As can be observed from the benchmark performance of the FLOW demonstrated above, the CAVs would accelerate or decelerate at some point to form platoons of vehicles together with the vehicles that are not CAVs. In the benchmark case, the gaps are formed more or less arbitrarily and the merging vehicles would be merging into the gaps all by chance. By adding the intelligent ramp meter which has access to all the observations made by the CAVs on the main road, the whole agent is able to determine if there is a safe and stable gap formed on the main road for the merging vehicles to merge in. And if so, the agent would send a command to the ramp meter to release the merging vehicles so that they can merge in right at the moment where the gap is available at the merging point.

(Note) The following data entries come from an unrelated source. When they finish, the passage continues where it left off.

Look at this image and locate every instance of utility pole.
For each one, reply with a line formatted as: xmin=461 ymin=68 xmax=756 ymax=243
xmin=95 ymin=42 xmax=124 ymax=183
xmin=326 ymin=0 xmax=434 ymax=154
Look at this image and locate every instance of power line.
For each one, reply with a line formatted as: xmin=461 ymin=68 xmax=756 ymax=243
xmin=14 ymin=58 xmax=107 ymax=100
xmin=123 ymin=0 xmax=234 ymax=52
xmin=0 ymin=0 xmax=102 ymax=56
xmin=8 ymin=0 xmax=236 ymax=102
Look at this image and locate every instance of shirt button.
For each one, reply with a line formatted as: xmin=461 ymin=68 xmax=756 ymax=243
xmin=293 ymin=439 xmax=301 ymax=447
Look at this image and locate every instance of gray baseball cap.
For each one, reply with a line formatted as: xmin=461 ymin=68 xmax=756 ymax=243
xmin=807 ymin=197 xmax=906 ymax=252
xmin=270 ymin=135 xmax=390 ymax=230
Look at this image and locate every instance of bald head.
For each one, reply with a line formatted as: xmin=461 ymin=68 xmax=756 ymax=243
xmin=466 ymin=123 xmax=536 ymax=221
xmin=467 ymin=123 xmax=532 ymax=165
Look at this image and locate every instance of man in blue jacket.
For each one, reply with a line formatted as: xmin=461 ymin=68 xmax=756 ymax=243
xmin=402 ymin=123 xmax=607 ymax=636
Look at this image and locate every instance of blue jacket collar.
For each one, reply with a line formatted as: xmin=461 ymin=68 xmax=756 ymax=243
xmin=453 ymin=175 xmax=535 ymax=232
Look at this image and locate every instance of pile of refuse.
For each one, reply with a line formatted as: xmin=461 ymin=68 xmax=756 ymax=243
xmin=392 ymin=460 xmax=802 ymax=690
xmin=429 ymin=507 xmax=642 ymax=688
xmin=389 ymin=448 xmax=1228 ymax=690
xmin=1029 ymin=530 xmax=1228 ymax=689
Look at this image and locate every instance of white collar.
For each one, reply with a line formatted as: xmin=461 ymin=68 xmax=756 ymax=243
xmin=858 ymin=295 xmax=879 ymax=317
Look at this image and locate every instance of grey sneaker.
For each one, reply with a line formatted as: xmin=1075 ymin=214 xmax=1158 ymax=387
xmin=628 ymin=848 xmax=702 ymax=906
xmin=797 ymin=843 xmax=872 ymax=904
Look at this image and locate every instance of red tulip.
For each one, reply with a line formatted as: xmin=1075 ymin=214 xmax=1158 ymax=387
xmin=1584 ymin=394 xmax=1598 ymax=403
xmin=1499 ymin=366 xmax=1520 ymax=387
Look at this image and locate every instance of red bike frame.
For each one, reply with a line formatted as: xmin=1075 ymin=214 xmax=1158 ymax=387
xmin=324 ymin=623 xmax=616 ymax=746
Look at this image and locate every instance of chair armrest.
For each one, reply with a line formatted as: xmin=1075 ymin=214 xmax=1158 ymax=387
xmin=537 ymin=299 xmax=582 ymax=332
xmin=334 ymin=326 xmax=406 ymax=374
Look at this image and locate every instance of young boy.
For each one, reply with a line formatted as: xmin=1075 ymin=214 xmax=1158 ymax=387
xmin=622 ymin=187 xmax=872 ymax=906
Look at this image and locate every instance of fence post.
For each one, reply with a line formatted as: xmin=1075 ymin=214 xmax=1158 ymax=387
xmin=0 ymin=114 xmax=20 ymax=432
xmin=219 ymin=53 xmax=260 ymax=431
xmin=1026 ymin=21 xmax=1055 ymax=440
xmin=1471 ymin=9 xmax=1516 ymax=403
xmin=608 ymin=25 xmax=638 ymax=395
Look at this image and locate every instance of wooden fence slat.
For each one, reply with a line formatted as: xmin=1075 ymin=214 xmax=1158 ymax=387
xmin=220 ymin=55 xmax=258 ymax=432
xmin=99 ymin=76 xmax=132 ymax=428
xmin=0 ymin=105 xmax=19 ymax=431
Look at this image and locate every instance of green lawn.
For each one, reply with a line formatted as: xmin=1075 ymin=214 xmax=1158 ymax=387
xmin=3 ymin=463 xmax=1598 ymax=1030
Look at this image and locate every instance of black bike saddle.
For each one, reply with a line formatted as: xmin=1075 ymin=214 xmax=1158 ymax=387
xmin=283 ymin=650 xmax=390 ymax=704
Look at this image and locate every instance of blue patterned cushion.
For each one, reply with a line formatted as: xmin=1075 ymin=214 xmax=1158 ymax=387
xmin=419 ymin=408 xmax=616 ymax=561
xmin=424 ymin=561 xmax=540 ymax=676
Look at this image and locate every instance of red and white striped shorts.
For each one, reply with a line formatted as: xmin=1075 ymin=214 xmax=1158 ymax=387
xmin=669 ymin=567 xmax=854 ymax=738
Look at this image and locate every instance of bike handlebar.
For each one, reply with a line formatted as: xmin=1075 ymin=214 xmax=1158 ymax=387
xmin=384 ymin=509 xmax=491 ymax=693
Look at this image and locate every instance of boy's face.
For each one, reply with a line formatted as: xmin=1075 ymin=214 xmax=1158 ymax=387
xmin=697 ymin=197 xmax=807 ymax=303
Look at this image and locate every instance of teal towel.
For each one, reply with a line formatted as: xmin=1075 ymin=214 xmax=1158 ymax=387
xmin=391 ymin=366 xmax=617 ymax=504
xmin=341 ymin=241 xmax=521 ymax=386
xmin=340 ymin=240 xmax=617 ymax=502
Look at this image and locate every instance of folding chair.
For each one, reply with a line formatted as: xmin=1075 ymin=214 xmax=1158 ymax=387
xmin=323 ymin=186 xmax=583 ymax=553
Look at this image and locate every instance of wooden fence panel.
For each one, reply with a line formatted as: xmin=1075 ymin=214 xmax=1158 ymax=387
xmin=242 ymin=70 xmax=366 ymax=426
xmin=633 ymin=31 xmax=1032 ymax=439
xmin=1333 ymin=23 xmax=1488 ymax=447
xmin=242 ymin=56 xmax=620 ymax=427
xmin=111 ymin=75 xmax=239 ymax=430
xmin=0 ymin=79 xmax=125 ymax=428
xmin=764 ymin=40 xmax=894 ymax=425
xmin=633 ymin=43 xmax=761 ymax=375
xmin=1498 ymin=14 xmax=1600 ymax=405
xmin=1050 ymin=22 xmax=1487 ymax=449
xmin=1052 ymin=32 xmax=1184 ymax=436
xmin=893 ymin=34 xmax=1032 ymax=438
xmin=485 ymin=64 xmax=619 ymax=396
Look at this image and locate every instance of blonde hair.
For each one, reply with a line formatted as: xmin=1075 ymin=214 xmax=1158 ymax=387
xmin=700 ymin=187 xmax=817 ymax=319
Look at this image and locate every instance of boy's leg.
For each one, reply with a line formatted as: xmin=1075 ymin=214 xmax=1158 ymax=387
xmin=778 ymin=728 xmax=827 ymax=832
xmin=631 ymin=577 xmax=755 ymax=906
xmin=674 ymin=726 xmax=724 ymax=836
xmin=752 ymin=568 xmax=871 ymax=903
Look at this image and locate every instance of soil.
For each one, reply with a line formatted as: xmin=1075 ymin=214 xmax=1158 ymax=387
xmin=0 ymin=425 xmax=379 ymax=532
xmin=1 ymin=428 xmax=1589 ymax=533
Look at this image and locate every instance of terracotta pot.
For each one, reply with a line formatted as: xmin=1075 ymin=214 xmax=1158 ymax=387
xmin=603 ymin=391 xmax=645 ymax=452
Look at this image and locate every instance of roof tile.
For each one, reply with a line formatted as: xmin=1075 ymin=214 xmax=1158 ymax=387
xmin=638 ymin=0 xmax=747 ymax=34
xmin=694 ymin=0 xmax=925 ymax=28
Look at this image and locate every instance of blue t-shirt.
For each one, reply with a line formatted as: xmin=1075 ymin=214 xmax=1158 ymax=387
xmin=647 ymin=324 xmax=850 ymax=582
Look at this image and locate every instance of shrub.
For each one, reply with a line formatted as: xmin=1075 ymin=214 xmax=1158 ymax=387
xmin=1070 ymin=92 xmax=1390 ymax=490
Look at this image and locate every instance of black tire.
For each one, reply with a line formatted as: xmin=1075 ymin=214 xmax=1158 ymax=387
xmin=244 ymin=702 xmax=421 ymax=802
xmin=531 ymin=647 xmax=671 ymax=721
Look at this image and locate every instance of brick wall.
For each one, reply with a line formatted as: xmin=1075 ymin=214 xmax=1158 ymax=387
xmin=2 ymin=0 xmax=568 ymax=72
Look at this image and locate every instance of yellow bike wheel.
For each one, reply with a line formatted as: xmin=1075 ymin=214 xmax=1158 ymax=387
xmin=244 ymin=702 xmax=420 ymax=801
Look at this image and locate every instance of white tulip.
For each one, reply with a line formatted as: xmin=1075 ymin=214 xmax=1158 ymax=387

IV. Reinforcement Learning Design

State

For the state space, the agent is observing the position and speed of all the CAVs and all the vehicles that are observed by the CAVs on the main road. Such information can theoretically be transferred by the agent into information about the gaps formed by the platoons on the main road, including the position and speed of the gaps.

Action

In terms of the action space, the agent is controlling both the CAVs and the ramp meter. For the CAVs, the action space is sending out commands of the desired acceleration or deceleration for each individual CAV. For the ramp meter, for the simplicity of implementation, the action space is also making decisions in terms of acceleration by treating the ramp meter as an individual CAV that is always on the road. After acceleration decision has been made for the ramp meter, the command is then transferred from continuous to discriminant command by simply checking if the acceleration is positive or negative. I.e. if the agent sends out positive acceleration command to the ramp meter, it is going to be interpreted by the ramp meter as a command to turn green, and Vice Versa.

Reward

The reward function of the reinforcement learning agent comes in as three parts:

1. Desired Speed

This function measures the deviation of a system of vehicles from a user-specified desired velocity peaking when all vehicles in the scenario are set to this desired velocity. Moreover, in order to ensure that the reward function naturally punishing the early termination of rollouts due to collisions or other failures, the function is formulated as a mapping. This is done by subtracting the deviation of the system from the desired velocity from the peak allowable deviation from the desired velocity. Additionally, since the velocity of vehicles are unbounded above, the reward is bounded below by zero, to ensure nonnegativity.

2. Time Headways

Time headway is defined as the time difference between any two successive vehicles when they cross a given point. Practically, it involves the measurement of time between the passage of one rear bumper and the next past a given point. The reward function would penalize the small time headways that are appearing on the road to make sure that all the vehicles are keeping a safe distance between each other.

3. Emergent Brakes

The emergent brakes are one of the main reasons behind the stop-and-go behavior at the merging point, and such behavior can be captured by keep track of the deceleration of all the vehicles on the road. Whenever there is a vehicle decelerating more than a certain threshold, the reward function would take that into account and penalize the total reward calculated.


V. Performance

After implementing the RL design mentioned above, an agent is trained and its performance is shown below:

As demonstrated above, the merging vehicles are stopped at the ramp meter until the whole agent determines that there is an acceptable merging gap formed within the platoons on the main road. In general, it is achieving similar performance with the agent without ramp meter, in terms of mean velocity and outflow rate. However, by implementing the ramp meter, the standard deviation of the speed of the vehicles on the road is largely decreased, which indicates a more consistent and stable driving behavior.

VI. Future Work

The next step of this project would be focused on comparing the different methods with metrics for evaluation. With such more formal comparison and performance evaluation, an academic research paper should be written and hopefully published at some research journal.